Ernests Gulbis, the former champion who had to qualify for the Delray Beach International Championships this year because of a rankings slump, is back in the final after battling high winds and a determined Tommy Haas on Saturday to win 6-3, 4-6, 7-6 (2).

He will face the winner of Saturday’s late match between top-seeded John Isner and Edouard Roger-Vasselin of France.

Considering the difficult conditions, the Latvian with a reputation for erratic mood swings kept the lid on his temperament surprisingly well at crucial moments of the final set when the 34-year-old Haas seemed poised for decisive breakthroughs as he led 15-40 on the Gulbis serve at 4-4 and then 0-40 at 5-5.

But Gulbis did a good job getting his first serve in court on most of the break points and then got lucky when a Haas smash bounced off the top of the net and out of play on the last of them.

“I didn’t play that well, but I kept fighting,” Gulbis said. “The wind was worst in the first two sets but then, in the third, I lost all the feel and timing on my forehand. So I decided to be aggressive and go for it. Then I started to play better.”

Asked how he felt on those critical points, Gulbis said, “You don’t feel anything; you play by reflex. All good decisions come from the subconscious. I’m not going to sit here and give you smart-ass answers about how I worked it out. There’s no time to make conscious decisions about which shot to play. The less thoughts you have in your head, the better you play. If you think too much, you get nervous and then you choke.”

Gulbis, who has never quite lived up to the wonder-kid tag he earned when he first emerged from Latvia, has learned the hard way and is now making a belated attempt to do justice to his considerable talent.
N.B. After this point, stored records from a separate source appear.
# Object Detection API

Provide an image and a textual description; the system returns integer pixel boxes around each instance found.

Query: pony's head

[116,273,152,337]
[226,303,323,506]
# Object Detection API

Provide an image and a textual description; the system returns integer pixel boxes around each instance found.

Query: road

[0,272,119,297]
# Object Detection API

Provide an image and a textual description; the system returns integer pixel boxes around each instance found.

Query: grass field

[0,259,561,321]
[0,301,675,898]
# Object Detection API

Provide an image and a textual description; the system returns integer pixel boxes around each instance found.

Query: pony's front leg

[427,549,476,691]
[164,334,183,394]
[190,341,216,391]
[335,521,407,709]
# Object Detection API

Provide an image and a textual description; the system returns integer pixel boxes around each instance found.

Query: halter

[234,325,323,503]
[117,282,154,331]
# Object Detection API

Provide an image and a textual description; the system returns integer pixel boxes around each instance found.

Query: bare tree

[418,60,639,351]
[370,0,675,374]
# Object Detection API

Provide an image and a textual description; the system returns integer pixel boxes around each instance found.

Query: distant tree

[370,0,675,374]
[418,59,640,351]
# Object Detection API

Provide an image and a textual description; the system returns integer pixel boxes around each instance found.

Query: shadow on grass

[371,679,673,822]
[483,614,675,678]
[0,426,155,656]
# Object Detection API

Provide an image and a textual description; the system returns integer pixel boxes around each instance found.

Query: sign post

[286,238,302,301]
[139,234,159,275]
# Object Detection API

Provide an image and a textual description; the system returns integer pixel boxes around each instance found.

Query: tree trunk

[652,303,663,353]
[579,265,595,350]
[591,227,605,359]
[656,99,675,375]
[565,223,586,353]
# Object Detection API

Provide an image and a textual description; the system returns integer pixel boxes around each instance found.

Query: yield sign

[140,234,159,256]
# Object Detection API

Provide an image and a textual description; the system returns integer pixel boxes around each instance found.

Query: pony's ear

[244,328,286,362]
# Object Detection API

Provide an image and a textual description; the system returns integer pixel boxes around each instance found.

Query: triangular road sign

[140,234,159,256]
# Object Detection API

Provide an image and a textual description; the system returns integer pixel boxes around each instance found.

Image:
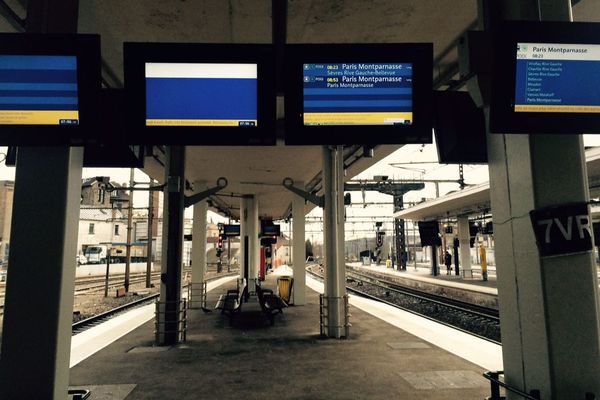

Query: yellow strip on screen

[304,112,413,125]
[146,119,257,126]
[0,110,79,125]
[515,105,600,113]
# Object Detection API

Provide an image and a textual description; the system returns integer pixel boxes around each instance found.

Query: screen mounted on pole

[303,63,413,126]
[124,43,275,145]
[490,21,600,134]
[285,44,432,145]
[0,33,101,145]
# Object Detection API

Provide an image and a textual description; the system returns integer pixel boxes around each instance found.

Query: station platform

[347,262,499,309]
[70,270,502,400]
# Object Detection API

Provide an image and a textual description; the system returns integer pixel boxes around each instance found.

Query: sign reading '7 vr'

[529,203,592,257]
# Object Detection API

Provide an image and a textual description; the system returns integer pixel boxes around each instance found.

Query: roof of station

[394,147,600,221]
[0,0,600,219]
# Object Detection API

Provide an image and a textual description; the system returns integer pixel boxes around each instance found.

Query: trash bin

[277,276,294,304]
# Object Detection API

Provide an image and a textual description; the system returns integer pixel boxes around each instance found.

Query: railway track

[309,270,500,344]
[72,271,239,336]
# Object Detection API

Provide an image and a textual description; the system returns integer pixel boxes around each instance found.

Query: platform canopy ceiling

[0,0,600,218]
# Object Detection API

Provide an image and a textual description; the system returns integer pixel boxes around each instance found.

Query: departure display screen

[145,63,258,127]
[303,63,413,126]
[515,43,600,113]
[0,55,79,125]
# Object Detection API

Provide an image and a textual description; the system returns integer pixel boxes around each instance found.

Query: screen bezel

[123,42,275,145]
[433,91,488,164]
[0,33,101,146]
[285,43,433,145]
[490,21,600,134]
[418,221,441,246]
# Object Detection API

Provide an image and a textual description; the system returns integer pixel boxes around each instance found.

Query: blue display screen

[303,63,413,125]
[0,55,79,125]
[515,43,600,113]
[146,63,258,127]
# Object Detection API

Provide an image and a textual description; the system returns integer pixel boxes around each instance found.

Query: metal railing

[68,389,92,400]
[319,294,352,339]
[483,371,596,400]
[154,299,187,346]
[187,281,207,309]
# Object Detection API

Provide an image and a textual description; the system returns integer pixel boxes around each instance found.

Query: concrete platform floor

[70,276,489,400]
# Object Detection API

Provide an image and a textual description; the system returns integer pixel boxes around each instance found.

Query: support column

[323,146,346,339]
[0,0,83,400]
[240,197,250,280]
[247,196,260,293]
[240,195,260,291]
[457,216,473,278]
[250,197,260,278]
[0,147,83,399]
[159,146,185,345]
[394,193,408,271]
[188,200,208,308]
[292,182,306,306]
[486,0,600,400]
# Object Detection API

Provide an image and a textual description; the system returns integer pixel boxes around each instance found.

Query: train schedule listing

[515,43,600,113]
[303,63,413,125]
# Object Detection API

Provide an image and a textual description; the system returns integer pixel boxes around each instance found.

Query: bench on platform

[215,278,248,324]
[256,285,287,325]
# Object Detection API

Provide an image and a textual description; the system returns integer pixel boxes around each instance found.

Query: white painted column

[457,216,473,278]
[240,196,260,292]
[188,200,208,308]
[250,197,260,278]
[323,146,346,339]
[0,147,83,400]
[488,0,600,400]
[240,196,252,279]
[292,182,306,306]
[158,146,185,345]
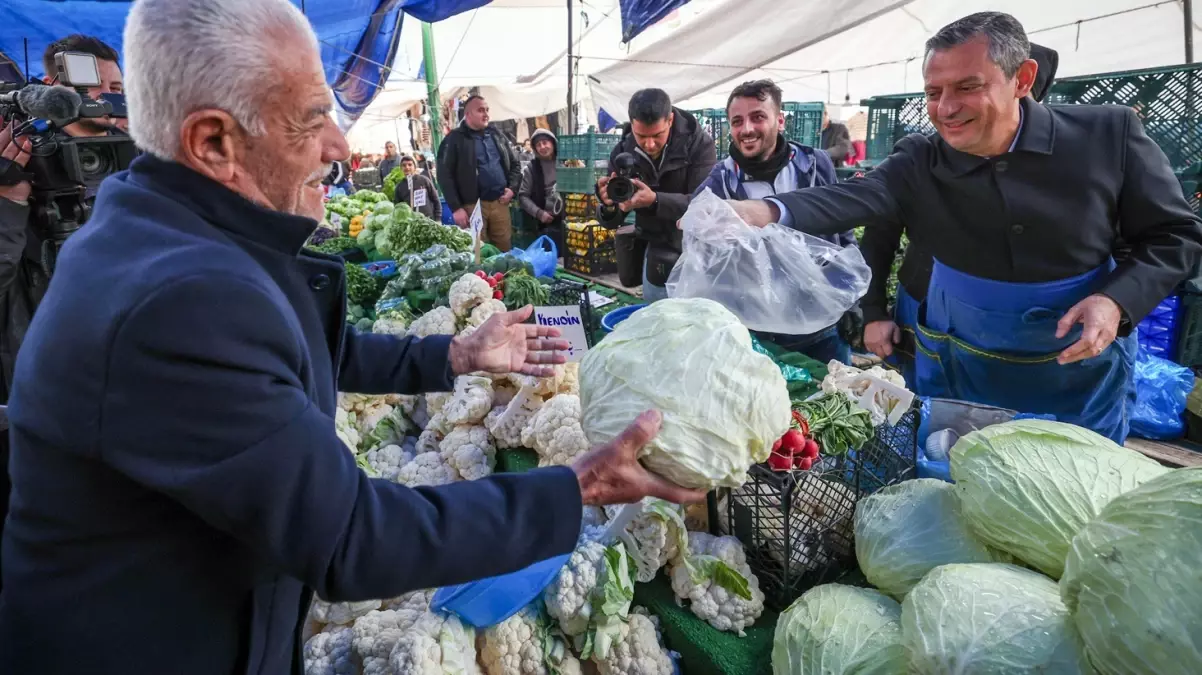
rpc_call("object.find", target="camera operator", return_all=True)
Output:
[596,89,718,303]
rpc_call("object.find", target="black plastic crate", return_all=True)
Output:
[710,407,918,610]
[563,222,618,276]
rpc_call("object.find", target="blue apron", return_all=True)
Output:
[915,261,1137,443]
[885,283,918,390]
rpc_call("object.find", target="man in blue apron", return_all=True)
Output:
[731,12,1202,442]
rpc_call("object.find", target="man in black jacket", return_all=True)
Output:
[731,12,1202,442]
[597,89,718,301]
[439,95,522,251]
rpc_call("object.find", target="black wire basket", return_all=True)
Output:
[710,407,918,611]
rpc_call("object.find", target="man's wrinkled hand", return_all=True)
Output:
[618,178,655,214]
[726,199,780,227]
[1055,293,1123,365]
[0,123,34,202]
[451,305,571,377]
[864,321,902,359]
[572,411,706,506]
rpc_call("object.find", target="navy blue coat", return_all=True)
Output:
[0,156,581,675]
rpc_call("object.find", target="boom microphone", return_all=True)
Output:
[0,84,83,127]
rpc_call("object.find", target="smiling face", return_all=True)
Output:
[923,36,1039,157]
[726,96,785,160]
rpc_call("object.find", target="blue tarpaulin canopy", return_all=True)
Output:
[0,0,488,120]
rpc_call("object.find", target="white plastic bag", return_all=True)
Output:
[667,189,871,335]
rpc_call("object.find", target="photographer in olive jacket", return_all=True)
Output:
[596,89,718,297]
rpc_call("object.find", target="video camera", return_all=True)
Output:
[0,52,137,271]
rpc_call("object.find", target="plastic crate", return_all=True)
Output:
[780,102,826,148]
[555,133,610,168]
[563,222,618,276]
[555,167,607,195]
[714,408,918,610]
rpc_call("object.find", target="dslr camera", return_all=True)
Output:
[0,52,137,265]
[599,153,638,204]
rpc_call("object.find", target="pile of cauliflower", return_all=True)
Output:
[304,270,763,675]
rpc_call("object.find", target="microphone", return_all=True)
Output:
[0,84,83,127]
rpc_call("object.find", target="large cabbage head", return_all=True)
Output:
[1060,467,1202,675]
[902,563,1093,675]
[951,419,1168,579]
[772,584,906,675]
[581,299,791,490]
[856,478,1006,598]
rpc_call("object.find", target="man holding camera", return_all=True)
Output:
[596,89,718,297]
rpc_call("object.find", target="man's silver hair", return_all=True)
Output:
[926,12,1031,77]
[124,0,317,160]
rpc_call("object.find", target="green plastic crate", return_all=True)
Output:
[555,167,607,195]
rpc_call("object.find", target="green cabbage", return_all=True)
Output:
[951,419,1168,579]
[1060,467,1202,675]
[579,299,791,489]
[772,584,906,675]
[902,563,1093,675]
[856,478,1005,598]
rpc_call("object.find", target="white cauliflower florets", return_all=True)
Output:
[441,375,493,425]
[522,394,589,466]
[409,307,456,338]
[397,453,459,488]
[447,274,493,317]
[468,299,506,328]
[594,613,674,675]
[480,604,579,675]
[302,626,359,675]
[671,532,763,637]
[439,425,496,480]
[484,387,542,448]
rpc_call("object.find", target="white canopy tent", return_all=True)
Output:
[350,0,1202,148]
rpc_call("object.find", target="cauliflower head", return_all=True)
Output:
[302,626,359,675]
[447,274,493,317]
[594,613,676,675]
[409,307,456,338]
[441,375,493,425]
[671,532,763,637]
[397,453,459,488]
[468,299,506,328]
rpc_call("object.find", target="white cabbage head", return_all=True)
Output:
[951,419,1168,579]
[581,299,791,490]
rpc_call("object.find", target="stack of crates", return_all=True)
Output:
[555,133,620,276]
[861,64,1202,370]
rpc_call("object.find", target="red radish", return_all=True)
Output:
[768,453,793,471]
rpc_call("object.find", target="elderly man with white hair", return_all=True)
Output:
[0,0,700,675]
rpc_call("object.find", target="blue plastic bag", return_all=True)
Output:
[510,234,559,276]
[1131,348,1194,441]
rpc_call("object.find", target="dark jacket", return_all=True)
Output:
[778,98,1202,330]
[392,173,442,221]
[438,121,522,211]
[0,156,581,675]
[819,121,851,167]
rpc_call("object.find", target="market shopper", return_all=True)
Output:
[695,79,856,365]
[731,12,1202,441]
[0,0,698,675]
[596,89,718,297]
[518,129,565,251]
[438,95,522,251]
[861,43,1060,387]
[392,155,442,220]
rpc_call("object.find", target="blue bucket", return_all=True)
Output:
[601,305,647,333]
[430,554,571,628]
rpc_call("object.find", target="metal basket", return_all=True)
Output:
[710,407,918,610]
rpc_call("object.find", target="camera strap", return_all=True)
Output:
[0,157,34,187]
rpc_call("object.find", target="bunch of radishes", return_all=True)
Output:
[768,411,820,471]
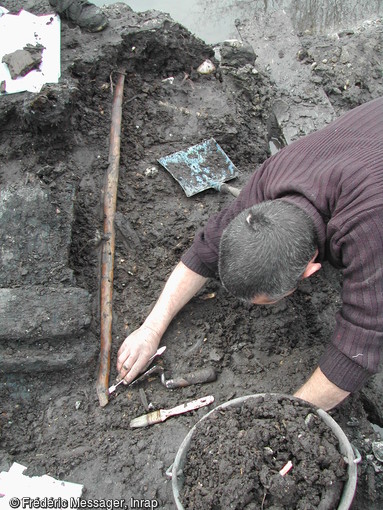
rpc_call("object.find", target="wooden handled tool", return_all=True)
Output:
[161,367,217,389]
[130,395,214,428]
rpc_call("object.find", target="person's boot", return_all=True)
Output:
[49,0,108,32]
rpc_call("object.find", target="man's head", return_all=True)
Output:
[219,200,320,304]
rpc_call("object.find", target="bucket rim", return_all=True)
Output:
[171,393,358,510]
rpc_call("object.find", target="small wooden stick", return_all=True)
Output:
[97,71,125,407]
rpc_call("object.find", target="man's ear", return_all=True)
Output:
[302,261,322,280]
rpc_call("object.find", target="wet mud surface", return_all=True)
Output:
[0,1,383,510]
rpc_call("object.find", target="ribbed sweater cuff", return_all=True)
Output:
[319,344,372,393]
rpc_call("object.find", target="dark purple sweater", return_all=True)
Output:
[182,98,383,392]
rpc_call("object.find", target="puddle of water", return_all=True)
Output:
[97,0,383,44]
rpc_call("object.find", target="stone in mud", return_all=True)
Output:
[220,39,257,67]
[0,184,73,287]
[2,44,45,80]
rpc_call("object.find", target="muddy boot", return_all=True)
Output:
[49,0,108,32]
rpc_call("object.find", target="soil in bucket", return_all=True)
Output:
[180,395,348,510]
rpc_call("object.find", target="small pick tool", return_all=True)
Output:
[108,345,166,395]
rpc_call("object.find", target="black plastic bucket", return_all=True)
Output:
[171,393,360,510]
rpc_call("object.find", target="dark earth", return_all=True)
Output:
[0,0,383,510]
[180,394,347,510]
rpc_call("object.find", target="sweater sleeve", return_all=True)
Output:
[319,209,383,392]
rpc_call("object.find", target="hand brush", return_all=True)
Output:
[130,395,214,428]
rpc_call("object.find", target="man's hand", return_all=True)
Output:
[117,324,161,383]
[117,262,207,383]
[294,367,350,411]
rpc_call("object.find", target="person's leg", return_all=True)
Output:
[49,0,108,32]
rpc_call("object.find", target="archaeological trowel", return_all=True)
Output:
[158,138,241,197]
[109,345,166,395]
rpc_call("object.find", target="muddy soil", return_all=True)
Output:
[177,394,347,510]
[0,0,383,509]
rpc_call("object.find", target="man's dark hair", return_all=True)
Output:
[219,200,317,301]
His ranking had slipped to No. 109 coming into this event, but that will have improved by the time he sets off for Indian Wells — where he will have to battle through an even tougher qualifying event.

Before heading to the postmatch news conference, he was chatting as he pedaled away on the exercise bike during his warm down. “I’m back in the top hundred now,” he smiled. “That’s good. I’ll be OK if I just keep on winning matches.”

There was some off-court drama at the start of the match when Haas’s father Peter Haas felt ill and was put into an ambulance. His son knew nothing of this and was only told when leaving the court. By then, Peter had recovered and was back on site. Both of Tommy’s parents were badly injured in a motorcycle accident in Germany in 2002 and spent several months in the hospital.